私は再度、魔族ルシフェルに向けて闇属性魔法を放つ準備をする。その間、氷と土の属性を持っている魔族は私に攻撃を仕掛けてくる。恐らく、ルシフェルを攻撃しようしていることを理解しているのだろう。


「あぁ!もう鬱陶しいな!邪魔しないでくれ!知能低いと言われたが、十分な知力はあるじゃねぇか。」


私は色々な可能性を考える。一つは魔族一人一人の知能は予想以上に高く、自分の知力だけで行動できる可能性。そしてもう一つは、裏に魔人がいて指揮監督をしている可能性である。


この場所に魔人は居ない。だが、魔法が存在するこの世界において、必ずしも近くにいなければならないと言うことはないと思うのだ。遠くからでも命令を伝えられる技術があるならば、魔族の弱点である知力も補うことは可能だろう。


「もしそうならば最悪だけどな、、、。」


私は相変わらず一人でブツブツと言いながら戦闘を行う。ルシフェルはあまり戦闘に参加してこない。基本的に攻撃は氷属性魔族のボルソルンと土属性魔族のゲブである。


「こう見るとやはりおかしいのが分かるな。この世界はありとあらゆる神話をごちゃごちゃに混ぜたように名前を作っているのだろうか?種類豊富な神話の神の名前が出てくるが、果たしてこれは。。。」


あまりにも私のいた世界と似ているところが多すぎる。確かに属性と神の名前は近い。水なら水の神。氷なら氷に付随する神の名前である。なんとも興味深いネーミングなのだ。


「私としたことが、またすぐに気になって気が散ってしまった。今は戦闘中だ。しっかりしないと。」


私は一度邪魔をされてしまったが、再度闇属性魔法を放つ為に、他の魔族の攻撃をあしらいつつ、攻撃のタイミングを伺う。だが、妙に隙がない。まるで誰かに指示されているかのように動きが的確なのである。私が行くとこ行くところに攻撃を仕掛けてくる。これは相当苦戦しそうである。

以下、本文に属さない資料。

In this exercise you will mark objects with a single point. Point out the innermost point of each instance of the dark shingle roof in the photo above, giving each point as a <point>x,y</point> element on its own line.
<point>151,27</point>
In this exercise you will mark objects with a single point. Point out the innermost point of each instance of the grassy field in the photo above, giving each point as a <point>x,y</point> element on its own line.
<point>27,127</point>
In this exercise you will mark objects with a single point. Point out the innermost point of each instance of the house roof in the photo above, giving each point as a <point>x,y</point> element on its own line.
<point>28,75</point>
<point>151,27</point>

「なんなんだよこいつら。いよいよ裏に居そうだという可能性が濃厚になってきたぞ??」


私は埒が明かないこの現状にそろそろ嫌気がさしてきていた。私は一気に決着をつける作戦を立てる。その作戦通りに行けば、確実に光属性魔族に攻撃を放つことが出来るであろう。私はタイミングを伺ってその作戦を繰り出す。


「よし、今だ!!!!防御魔法!!今のうちに!!!闇属性魔法……闇御津羽神!!!!」


私は敵が攻撃を2人同時に仕掛けてくる場面を探っていた。2人が同時に攻撃してきた瞬間、防御魔法の上に防御魔法というように重ねがけした防御魔法で一瞬だけ魔族の動きを制限する。


見えない敵であろうと、魔力反応は分かる。攻撃を仕掛けるために攻撃を繰り出す時の魔力の流れも分かるならば、それを大いに使ってやろうというわけだ。そして、動きを制限したこの一瞬の隙に、光属性魔族に近寄って至近距離からの魔法攻撃。これであれば、標的スキルは必要ない。


「手応えあり。甘いんだよ。裏幕は誰か知らんが。もっと頭を使うべきだったな。安直な作戦でも簡単に打開できてしまうような攻撃パターンじゃダメだね。」


光属性魔族ルシフェルの魔力反応は薄れていき、それに応じて、氷属性と土属性の魔族の姿が徐々にはっきりとしていった。上級魔族の割には攻撃をしてこなかったのが不思議である。やはり裏で操られているように感じる。


やがて、光属性魔族のルシフェルの魔力反応は途絶え、そして、一瞬静けさを取り戻したこの場所には、氷属性魔族のボルソルンと土属性魔族のゲブが息を荒らげて立っているだけである。